USDCAD is pushing off multi-year lows but seems to be incapable of shaking off the bearish tone which has grasped the pair for nearly a year, starting back in March 2020. The Ichimoku line’s negative tempo has somewhat eased, while the diving simple moving averages (SMAs) are dictating the bearish picture.
Taking a glimpse at the short-term oscillators, we can observe a slight stalling in downwards momentum. The MACD, in the negative region, is resting on its red trigger line, while the RSI is pointing up in bearish territory.
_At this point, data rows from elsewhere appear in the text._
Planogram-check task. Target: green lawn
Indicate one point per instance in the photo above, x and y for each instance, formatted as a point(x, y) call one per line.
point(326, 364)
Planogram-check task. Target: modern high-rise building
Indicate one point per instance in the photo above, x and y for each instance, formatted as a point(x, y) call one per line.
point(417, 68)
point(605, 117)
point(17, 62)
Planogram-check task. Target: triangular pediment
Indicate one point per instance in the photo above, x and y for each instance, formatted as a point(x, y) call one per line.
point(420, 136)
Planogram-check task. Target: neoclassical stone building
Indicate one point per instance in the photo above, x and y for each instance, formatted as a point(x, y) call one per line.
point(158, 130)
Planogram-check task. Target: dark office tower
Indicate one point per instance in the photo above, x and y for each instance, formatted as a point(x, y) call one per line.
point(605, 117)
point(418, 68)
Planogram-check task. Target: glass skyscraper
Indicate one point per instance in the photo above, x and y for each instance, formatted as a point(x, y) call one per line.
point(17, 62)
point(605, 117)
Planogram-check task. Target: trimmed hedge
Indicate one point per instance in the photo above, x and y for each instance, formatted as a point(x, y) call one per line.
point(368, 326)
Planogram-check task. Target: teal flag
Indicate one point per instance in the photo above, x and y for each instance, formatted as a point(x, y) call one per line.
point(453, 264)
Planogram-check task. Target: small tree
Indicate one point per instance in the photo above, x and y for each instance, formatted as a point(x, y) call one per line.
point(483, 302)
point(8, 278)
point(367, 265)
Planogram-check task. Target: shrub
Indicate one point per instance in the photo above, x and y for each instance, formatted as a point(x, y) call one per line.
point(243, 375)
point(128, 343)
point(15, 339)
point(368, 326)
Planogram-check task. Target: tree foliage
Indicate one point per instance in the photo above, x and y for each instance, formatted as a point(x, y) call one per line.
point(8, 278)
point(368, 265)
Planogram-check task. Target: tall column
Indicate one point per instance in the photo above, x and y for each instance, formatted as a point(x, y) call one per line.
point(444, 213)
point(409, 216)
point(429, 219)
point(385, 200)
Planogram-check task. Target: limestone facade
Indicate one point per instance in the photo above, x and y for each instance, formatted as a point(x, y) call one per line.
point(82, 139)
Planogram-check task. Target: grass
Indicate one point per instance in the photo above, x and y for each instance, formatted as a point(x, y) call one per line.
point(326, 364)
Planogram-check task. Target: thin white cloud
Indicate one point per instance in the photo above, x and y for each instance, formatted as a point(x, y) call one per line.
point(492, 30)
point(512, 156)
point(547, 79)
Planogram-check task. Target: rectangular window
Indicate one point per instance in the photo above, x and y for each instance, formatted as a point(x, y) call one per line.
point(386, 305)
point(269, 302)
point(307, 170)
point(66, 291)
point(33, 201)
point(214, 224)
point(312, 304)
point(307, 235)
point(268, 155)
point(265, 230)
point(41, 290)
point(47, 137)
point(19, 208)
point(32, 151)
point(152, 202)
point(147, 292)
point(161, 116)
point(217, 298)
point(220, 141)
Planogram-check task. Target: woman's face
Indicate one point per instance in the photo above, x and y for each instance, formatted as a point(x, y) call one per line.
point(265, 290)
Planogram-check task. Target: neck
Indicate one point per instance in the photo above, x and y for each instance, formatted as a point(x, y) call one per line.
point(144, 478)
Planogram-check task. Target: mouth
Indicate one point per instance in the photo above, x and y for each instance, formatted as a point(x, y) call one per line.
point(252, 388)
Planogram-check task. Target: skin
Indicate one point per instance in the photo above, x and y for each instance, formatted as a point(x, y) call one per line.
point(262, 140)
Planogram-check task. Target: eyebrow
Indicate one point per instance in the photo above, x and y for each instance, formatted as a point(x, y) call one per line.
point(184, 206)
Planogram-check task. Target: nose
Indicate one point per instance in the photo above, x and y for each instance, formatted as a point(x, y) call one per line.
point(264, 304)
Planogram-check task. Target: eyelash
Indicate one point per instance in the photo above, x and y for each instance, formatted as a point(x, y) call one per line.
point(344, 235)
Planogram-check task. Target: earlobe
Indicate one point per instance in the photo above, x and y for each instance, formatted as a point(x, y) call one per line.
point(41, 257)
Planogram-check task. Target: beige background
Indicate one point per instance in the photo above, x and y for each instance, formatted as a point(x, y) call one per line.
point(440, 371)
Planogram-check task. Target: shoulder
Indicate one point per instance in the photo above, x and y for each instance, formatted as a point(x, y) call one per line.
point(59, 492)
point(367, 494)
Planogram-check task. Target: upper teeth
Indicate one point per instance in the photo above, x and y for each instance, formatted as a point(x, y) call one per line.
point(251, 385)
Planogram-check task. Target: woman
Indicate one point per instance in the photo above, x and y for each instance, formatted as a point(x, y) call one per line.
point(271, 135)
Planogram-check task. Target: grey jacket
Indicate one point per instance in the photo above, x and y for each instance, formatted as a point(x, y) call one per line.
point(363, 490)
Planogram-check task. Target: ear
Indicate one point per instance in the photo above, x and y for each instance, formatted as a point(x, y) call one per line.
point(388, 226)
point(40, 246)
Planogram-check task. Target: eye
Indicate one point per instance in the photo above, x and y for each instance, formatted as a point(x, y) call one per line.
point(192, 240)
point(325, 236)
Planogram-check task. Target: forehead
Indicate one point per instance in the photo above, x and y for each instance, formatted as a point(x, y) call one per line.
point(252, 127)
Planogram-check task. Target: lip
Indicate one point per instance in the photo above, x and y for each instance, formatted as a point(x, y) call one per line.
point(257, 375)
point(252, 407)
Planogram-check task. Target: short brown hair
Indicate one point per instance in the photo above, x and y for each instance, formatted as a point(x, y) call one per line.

Yet, additional weakening in price is being reflected in the negatively charged stochastic oscillator and its %K line’s dip underneath the 20 mark.
If sellers resurface, initially they will need to slide under the immediate multi-year lows of 1.2624. Successfully diving under these near 33-month lows may see sellers target the respective troughs of 1.2527 and 1.2450, from April and February 2018. Should the plunge accelerate, the bears could target the 1.2378 barrier from January 2018.
In the event buying interest increases, the bulls may face early upside friction from the red Tenkan-sen line at 1.2725 and the blue-Kijun-sen line at 1.2789, ahead of the 1.2834 high. Stepping over this resistance, the 50-day SMA, looming overhead at 1.2866 could cap buyers’ attempts to challenge the Ichimoku cloud and the 1.2955 peak. Pushing higher into the cloud, the key 1.3033 obstacle could prove to be a heavy border, curbing advances in the pair.
Summarizing, USDCAD retains a steady downtrend below the 1.2834 mark and the SMAs. A shift above the cloud’s upper surface at 1.3033 may breathe some optimism into the pair, while a dip under 1.2624 may see further deterioration unfold.